Advertising has utterly boiled over, for starters, with the largest operators spending hundreds of millions of dollars a year on traditional and digital marketing. Alliances between sportsbooks and teams/leagues are further helping to stitch gambling into the fabric of American sports – even in the realm of college sports where the on-campus audience is largely underage. At least one major US operator has already faced fines for marketing directly to university students.
These same sportsbooks are meanwhile giving away hundreds of millions more dollars in free and boosted bets, perhaps the simplest tool to entice customers into playing more and playing more often.
It’s easy to see why this is a dangerous combination for customers, particularly for those who are already vulnerable to addiction or other forms of harm.
The US Isn’t Alone in Its Indulgence of Gambling
The US isn’t the first jurisdiction to reckon with the process of regulating this industry from scratch. And these circumstances have historically created conditions that are ripe for public outcry and the sort of fear that forces policymakers to intervene with a strong hand.
Once again, over-advertising seems to be the low-hanging fruit.
France has attacked this issue head-on, starting with a stern warning from the regulator ANJ in 2021. That notice eventually spawned a new set of rules that now govern the tone of advertisements and cap bonuses for customers. Similar reevaluations have recently taken place in Holland, Belgium, and Germany among others. The established gambling industry in the UK even appears to be on the verge of a sweeping reform pending recommendations from a long-awaited white paper.
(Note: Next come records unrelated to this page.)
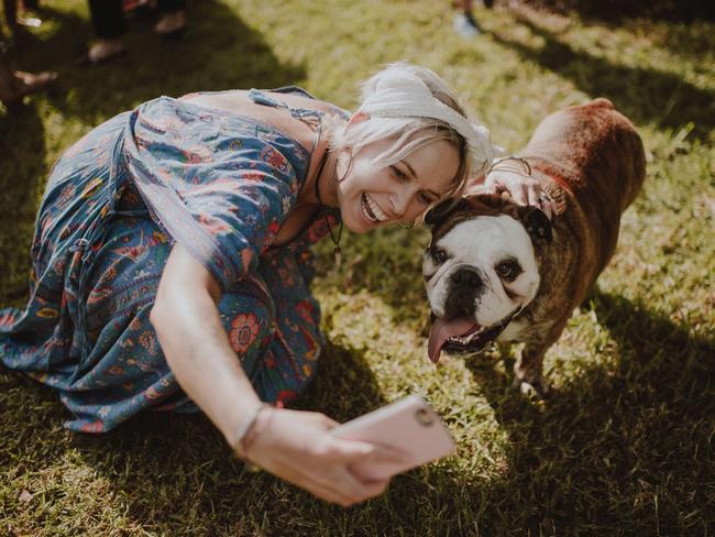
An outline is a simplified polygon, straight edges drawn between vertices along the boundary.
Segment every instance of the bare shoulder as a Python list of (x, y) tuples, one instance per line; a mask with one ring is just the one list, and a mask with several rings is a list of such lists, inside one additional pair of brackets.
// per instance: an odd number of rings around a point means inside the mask
[[(277, 102), (285, 102), (292, 108), (318, 110), (328, 114), (338, 116), (336, 107), (329, 102), (310, 99), (301, 95), (276, 94), (266, 91), (266, 95)], [(258, 121), (270, 123), (289, 136), (297, 140), (304, 147), (310, 147), (315, 141), (315, 125), (298, 120), (286, 113), (285, 109), (270, 107), (254, 102), (245, 90), (221, 91), (216, 94), (193, 94), (183, 98), (194, 105), (234, 113)]]
[[(285, 102), (293, 108), (319, 110), (324, 113), (336, 113), (337, 110), (336, 107), (329, 102), (311, 99), (298, 94), (276, 94), (266, 91), (265, 95), (277, 102)], [(275, 112), (282, 112), (282, 109), (279, 108), (271, 108), (253, 102), (249, 97), (249, 92), (241, 89), (216, 94), (191, 94), (184, 97), (183, 100), (208, 108), (251, 117), (273, 116)]]

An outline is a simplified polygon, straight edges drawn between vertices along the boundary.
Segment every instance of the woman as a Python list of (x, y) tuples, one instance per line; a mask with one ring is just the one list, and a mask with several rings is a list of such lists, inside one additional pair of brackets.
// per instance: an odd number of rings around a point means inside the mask
[(0, 359), (59, 390), (70, 429), (198, 407), (272, 473), (342, 505), (375, 496), (387, 481), (351, 464), (398, 453), (282, 408), (322, 344), (308, 246), (329, 235), (339, 253), (343, 223), (411, 223), (491, 162), (486, 131), (408, 65), (369, 80), (352, 116), (292, 88), (146, 102), (55, 165), (30, 302), (0, 311)]

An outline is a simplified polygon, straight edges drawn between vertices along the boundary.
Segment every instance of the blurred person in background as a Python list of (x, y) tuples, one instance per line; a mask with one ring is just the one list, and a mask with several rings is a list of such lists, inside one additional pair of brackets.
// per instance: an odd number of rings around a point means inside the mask
[(57, 80), (57, 73), (38, 74), (14, 70), (8, 55), (0, 44), (0, 102), (7, 108), (14, 108), (29, 95), (43, 91)]
[[(454, 0), (453, 6), (458, 13), (454, 15), (452, 25), (462, 37), (475, 37), (482, 33), (480, 25), (474, 19), (474, 2), (472, 0)], [(494, 0), (483, 0), (485, 8), (492, 9)]]
[[(165, 37), (179, 37), (186, 30), (186, 0), (157, 0), (160, 20), (154, 32)], [(85, 63), (100, 64), (124, 54), (122, 36), (127, 32), (122, 0), (89, 0), (89, 12), (97, 41), (92, 43)]]
[(145, 102), (55, 164), (0, 361), (56, 388), (72, 430), (201, 410), (239, 457), (321, 498), (376, 496), (388, 480), (352, 464), (400, 453), (284, 407), (324, 343), (310, 246), (328, 238), (338, 257), (343, 224), (409, 227), (487, 169), (487, 189), (539, 189), (493, 156), (443, 80), (406, 64), (367, 80), (354, 113), (296, 87)]

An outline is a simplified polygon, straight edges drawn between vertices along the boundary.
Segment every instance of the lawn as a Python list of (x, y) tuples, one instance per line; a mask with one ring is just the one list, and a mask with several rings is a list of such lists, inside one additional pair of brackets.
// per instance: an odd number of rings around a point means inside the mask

Looking back, these forced corrections were inevitable.
Given an inch, operators have largely taken a mile in an effort to carve out a market share that’s big enough to keep their shareholders happy. The race to acquire customers has turned into a full-on sprint, and the corresponding increase in addiction has exposed inadequacies in the current support system. People are being harmed.
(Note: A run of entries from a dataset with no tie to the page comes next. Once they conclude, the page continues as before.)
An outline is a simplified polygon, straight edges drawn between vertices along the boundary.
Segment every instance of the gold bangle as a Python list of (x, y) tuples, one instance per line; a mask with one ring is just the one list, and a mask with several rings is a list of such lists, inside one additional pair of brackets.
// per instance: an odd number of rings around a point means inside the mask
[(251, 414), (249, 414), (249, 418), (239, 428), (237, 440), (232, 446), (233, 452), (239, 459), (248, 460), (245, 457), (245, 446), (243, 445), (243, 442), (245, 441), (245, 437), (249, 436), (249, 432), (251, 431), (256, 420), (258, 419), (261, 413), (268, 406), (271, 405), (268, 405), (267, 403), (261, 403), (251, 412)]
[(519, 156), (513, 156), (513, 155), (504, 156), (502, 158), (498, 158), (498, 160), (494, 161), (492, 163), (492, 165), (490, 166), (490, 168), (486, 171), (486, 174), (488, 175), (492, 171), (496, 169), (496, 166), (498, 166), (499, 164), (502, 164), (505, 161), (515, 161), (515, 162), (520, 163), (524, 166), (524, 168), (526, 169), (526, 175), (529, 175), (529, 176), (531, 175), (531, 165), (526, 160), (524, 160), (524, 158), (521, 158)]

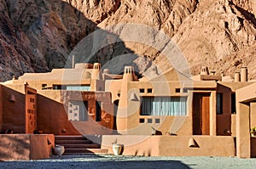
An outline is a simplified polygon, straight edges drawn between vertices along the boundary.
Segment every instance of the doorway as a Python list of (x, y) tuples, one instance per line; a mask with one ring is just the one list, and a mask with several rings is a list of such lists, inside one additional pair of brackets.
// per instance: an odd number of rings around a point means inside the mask
[(210, 134), (210, 93), (194, 93), (193, 135)]

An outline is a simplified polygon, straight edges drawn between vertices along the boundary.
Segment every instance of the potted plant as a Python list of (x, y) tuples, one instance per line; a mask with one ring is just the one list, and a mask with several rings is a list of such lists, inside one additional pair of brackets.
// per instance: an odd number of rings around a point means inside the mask
[(252, 137), (256, 136), (256, 127), (251, 128), (251, 136)]

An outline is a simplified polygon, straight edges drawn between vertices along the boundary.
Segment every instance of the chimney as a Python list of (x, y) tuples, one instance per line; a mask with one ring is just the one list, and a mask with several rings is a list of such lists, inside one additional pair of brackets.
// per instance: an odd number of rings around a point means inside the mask
[(207, 66), (202, 66), (201, 70), (201, 75), (209, 75), (209, 70)]
[(103, 74), (109, 74), (109, 69), (104, 69), (103, 70)]
[(75, 68), (75, 57), (74, 55), (72, 56), (72, 69)]
[(240, 82), (240, 72), (236, 71), (235, 73), (235, 82)]
[(246, 66), (241, 68), (241, 82), (247, 82), (247, 67)]

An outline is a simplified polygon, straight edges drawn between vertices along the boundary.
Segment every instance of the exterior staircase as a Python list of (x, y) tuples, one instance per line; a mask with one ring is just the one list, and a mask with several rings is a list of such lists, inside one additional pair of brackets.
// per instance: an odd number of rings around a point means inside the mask
[(108, 154), (107, 149), (101, 149), (101, 145), (95, 144), (86, 138), (78, 136), (55, 136), (55, 144), (63, 145), (65, 152), (63, 155)]

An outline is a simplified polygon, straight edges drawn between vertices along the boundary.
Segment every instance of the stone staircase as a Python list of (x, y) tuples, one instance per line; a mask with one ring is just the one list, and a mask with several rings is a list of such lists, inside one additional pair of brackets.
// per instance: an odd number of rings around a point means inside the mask
[(101, 145), (95, 144), (86, 138), (78, 136), (55, 136), (55, 144), (63, 145), (65, 152), (63, 155), (108, 154), (108, 150), (101, 149)]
The US isn’t alone, but the fact that there’s so much history to learn from makes this overindulgence from operators especially troubling. It’s time to stop looking the other way.
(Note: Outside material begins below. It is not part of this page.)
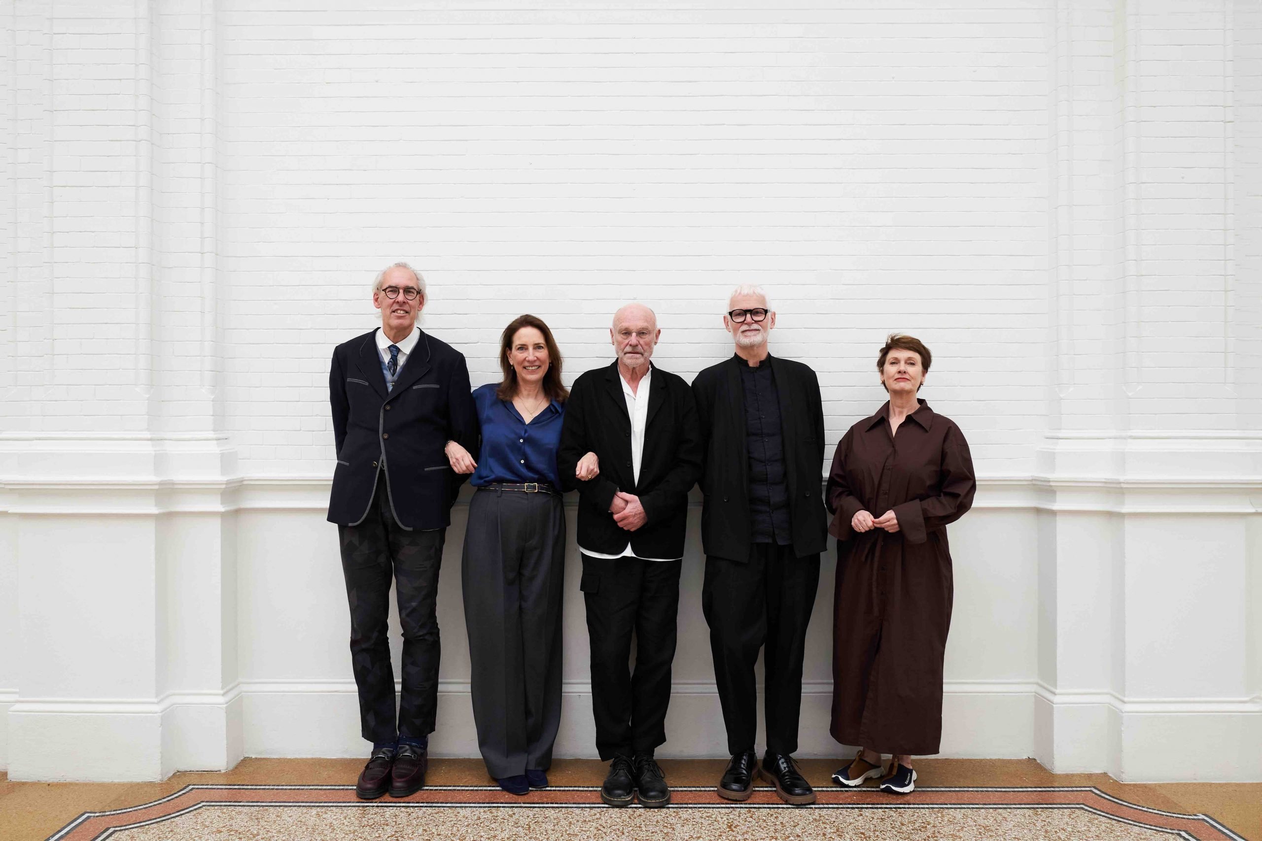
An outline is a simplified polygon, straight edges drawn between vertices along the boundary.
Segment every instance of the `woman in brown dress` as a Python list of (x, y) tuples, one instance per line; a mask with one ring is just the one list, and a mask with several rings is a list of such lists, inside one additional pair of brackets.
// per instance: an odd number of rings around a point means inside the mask
[(963, 432), (916, 397), (931, 361), (919, 339), (888, 338), (877, 371), (890, 400), (842, 438), (827, 493), (837, 537), (830, 730), (859, 745), (833, 782), (881, 777), (881, 754), (892, 754), (881, 791), (900, 794), (915, 788), (911, 755), (938, 753), (952, 609), (945, 526), (977, 489)]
US Regulators Wisening Up, Cracking Down
The conversation around a policy is heating up in the US too, and regulators are certainly starting to pay more attention.
Two states (Maryland and Colorado) have so far revised their original laws to disallow promotional deductions. It’s not a massive change for operators, but it does remove some of the tax incentives for those who overspend on promos.
And the efforts to change the landscape won’t stop there.
Read between the lines of this quote from Dan Hartman, the director of the Colorado Division of Gaming: “What we are seeing is a lot of ads, and we are starting to get a bit of feedback from legislators and other folks that there is too much.”
Coming from a regulator, that’s more than just a complaint. It’s an early warning. And it’s easy to foresee a stronger crackdown if the current trends continue unabated. Some states are already considering more drastic intervention, for that matter. And federal lawmakers have even floated the idea of an outright ban on all sports betting ads across television and radio.
Protecting Customers Requires a Better Effort from Operators
It is imperative for the industry to impose some self-corrections. For a few reasons:
– To provide real protections for customers
– To avoid a severe regulatory crackdown
– To build a more sustainable business
That first point serves as a foundation for the others.
Protecting customers requires a more diligent effort from the operators themselves, who represent the first line of defense against addiction and other forms of gambling-related harm. It requires more than compliance. It requires building real relationships with customers and making decisions that are in their best interest rather than the operators’ own. It requires taking steps to make the world a better, more sustainable place outside of gambling too. It requires a long-term, wide-lens view.
If operators don’t look out for their customers and the future of this industry, then regulators will.
Don’t take our word for it; listen to New Jersey’s top regulator David Rebuck: “If the industry does not control itself, the government will step in and certainly create standards that they may not want.”